Berrington interpretó el papel de pacificador desasosegado.

– Pero, Jeannie, el doctor Obell considera que debemos hacer una declaración firme.

– No pueden decir que se interrumpe mi programa de ordenador -dijo Jeannie-. ¡Eso equivaldría a cancelar todo mi proyecto!

La expresión de Maurice se endureció.

– No puedo permitir que el New York Times publique un reportaje en el que se afirme que los científicos de la Jones Falls invaden la intimidad de las personas -dijo-. Nos costaría millones de dólares en donativos perdidos.
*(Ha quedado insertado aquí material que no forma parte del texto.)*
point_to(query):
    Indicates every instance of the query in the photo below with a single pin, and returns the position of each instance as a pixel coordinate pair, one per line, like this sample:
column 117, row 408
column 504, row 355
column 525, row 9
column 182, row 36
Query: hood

– Dé con un camino intermedio -rogó Jeannie-. Diga que está estudiando el problema. Nombre un comité. Si es necesario, crearemos un sistema de seguridad perfeccionado que garantice la intimidad.

Oh, no, pensó Berrington. Eso era alarmantemente razonable.

– Tenemos un comité de ética, naturalmente -dijo. Trataba de ganar tiempo-. Es un subcomité del claustro. -El claustro era la junta rectora de la universidad y la formaban todos los profesores numerarios, pero el trabajo lo realizaban los comités-. No puedes anunciar que les traspasas a ellos el problema.

– No vale -dijo Maurice bruscamente-. Todo el mundo sabrá que es un subterfugio.

– ¡No quiere darse cuenta -protestó Jeannie- de que al insistir en la acción inmediata está descartando prácticamente cualquier debate reflexivo!

Berrington decidió que aquel era un buen momento para dar por concluida la reunión. Maurice y Jeannie estaban a matar, ambos atrincherados en sus posiciones. Había que cortarlo antes de que empezaran a pensar de nuevo en un compromiso.